La parola «corruzione» è forse quella che, più di ogni altra, scandisce la storia pubblica dell’Italia contemporanea, un termine che dovrebbe descrivere una precisa fattispecie penale ma che, negli anni, si è gonfiato fino a diventare una delegittimazione generalizzata, un sospetto permanente.

È la parola con cui abbiamo imparato a leggere ogni stagione politica, l’ombra che si allunga su ogni vigilia elettorale, la formula con cui i giornali aprono le prime pagine e con cui la società civile misura il proprio grado di indignazione. Non indica più soltanto un reato tipico, ma un’etichetta pronta a marchiare e a travolgere. È diventata, cioè, la parola con cui il Paese si racconta a sé stesso, la lente con cui leggere ogni vicenda collettiva.

Così, quando vediamo esplodere inchieste a Bari, Torino, Genova, e da ultimo a Milano, tutte a ridosso delle elezioni, assistiamo a un rituale ripetuto: prima la deflagrazione mediatica, la consegna delle intercettazioni alla pubblica indignazione, il clima di emergenza morale; poi, con il tempo, l’evaporazione silenziosa tra archiviazioni, prescrizioni, contestazioni ridimensionate. L’inchiesta, intanto, ha prodotto però un effetto narrativo, sostituendo la giustizia alla politica come grande romanzo nazionale. In questo l’eredità di Mani Pulite, che non fu soltanto un’inchiesta giudiziaria bensì la creazione di un nuovo immaginario – la corruzione come cifra assoluta, l’illegalità come essenza di un sistema – sta producendo ancora le sue conseguenze, come un’onda lunga.

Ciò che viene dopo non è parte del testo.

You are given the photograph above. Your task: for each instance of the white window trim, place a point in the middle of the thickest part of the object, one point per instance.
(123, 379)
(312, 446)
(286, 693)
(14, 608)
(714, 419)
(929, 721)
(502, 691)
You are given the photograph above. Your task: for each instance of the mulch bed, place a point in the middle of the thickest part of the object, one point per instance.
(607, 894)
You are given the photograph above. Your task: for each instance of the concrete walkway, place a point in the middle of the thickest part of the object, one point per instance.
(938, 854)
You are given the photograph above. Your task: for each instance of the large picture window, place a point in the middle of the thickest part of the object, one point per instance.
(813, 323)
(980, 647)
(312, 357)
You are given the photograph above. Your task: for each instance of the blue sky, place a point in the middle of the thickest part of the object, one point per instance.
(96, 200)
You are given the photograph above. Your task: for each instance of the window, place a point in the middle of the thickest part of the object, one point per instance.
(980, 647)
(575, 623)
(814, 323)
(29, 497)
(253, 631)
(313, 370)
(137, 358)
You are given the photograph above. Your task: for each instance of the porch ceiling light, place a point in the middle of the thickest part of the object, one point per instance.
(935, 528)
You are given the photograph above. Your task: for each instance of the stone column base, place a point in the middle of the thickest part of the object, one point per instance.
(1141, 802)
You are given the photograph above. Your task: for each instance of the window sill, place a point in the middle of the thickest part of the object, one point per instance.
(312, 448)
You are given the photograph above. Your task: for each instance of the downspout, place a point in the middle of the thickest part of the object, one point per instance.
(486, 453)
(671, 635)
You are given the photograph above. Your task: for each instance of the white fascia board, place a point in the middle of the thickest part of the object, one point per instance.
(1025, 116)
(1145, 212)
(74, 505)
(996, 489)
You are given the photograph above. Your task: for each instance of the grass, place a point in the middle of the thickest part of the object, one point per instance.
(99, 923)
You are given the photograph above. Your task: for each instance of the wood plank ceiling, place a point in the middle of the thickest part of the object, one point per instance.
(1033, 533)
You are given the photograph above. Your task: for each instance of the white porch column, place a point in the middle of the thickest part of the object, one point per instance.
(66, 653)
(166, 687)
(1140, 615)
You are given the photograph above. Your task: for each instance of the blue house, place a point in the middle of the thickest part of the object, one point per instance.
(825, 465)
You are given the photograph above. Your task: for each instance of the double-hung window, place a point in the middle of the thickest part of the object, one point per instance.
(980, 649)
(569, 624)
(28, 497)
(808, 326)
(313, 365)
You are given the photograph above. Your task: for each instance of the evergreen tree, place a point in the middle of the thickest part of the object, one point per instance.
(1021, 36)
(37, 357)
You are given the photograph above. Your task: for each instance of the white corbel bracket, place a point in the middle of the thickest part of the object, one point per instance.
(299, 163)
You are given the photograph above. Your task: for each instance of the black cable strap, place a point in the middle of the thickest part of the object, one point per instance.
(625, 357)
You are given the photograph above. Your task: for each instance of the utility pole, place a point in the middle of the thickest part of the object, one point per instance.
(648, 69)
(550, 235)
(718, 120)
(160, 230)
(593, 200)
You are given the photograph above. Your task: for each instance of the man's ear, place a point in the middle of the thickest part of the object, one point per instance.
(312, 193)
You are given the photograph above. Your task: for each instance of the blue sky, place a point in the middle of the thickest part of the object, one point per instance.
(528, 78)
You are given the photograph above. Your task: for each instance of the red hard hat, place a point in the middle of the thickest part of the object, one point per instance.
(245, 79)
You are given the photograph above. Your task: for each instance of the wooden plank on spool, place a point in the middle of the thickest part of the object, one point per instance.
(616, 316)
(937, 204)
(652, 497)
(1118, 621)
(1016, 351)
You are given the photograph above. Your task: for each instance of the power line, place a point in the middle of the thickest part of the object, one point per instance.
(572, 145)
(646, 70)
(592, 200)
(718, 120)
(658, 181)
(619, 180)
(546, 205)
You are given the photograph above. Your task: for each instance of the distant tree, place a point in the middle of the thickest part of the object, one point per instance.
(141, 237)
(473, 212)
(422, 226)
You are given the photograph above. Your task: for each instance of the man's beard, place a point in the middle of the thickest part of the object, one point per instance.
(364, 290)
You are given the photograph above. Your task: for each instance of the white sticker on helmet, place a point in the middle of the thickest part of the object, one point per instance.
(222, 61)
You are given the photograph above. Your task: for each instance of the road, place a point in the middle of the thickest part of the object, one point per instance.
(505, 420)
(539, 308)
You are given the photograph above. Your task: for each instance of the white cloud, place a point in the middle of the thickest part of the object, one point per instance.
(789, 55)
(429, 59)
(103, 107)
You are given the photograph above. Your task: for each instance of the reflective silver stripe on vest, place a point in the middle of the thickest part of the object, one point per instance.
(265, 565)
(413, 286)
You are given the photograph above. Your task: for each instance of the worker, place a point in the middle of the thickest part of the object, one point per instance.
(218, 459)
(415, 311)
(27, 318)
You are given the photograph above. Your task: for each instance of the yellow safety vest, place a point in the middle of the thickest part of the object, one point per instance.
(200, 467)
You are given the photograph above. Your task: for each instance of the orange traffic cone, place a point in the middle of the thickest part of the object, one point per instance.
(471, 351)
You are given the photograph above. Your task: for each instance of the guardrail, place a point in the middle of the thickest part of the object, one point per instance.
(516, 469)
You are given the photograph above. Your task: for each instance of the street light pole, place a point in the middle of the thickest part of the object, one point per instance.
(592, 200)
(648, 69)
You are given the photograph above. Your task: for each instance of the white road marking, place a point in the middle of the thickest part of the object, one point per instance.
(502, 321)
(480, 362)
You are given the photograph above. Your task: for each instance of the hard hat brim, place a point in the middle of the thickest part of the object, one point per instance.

E la vicenda giudiziaria che ha colpito Milano è il segno più chiaro di come questo immaginario funzioni e, al tempo stesso, di come cominci a mostrare le sue crepe. L’inchiesta è esplosa anche qui con il consueto fragore: intercettazioni, nomi noti, accuse gravi, la sensazione che ancora una volta il cuore amministrativo del Paese fosse contaminato. Milano si è vista trascinata nel cono d’ombra. Poi il Tribunale del Riesame ha cominciato a revocare le richieste di custodia cautelare formulate dalla procura. Fino all’ultima, la sesta, che ha annullato gli arresti domiciliari anche per Manfredi Catella. È un dato, questo, che pesa quasi come una sentenza. Non nel merito del processo, che dovrà andare avanti e stabilire le responsabilità, ma nel senso politico e civile di ciò che significa.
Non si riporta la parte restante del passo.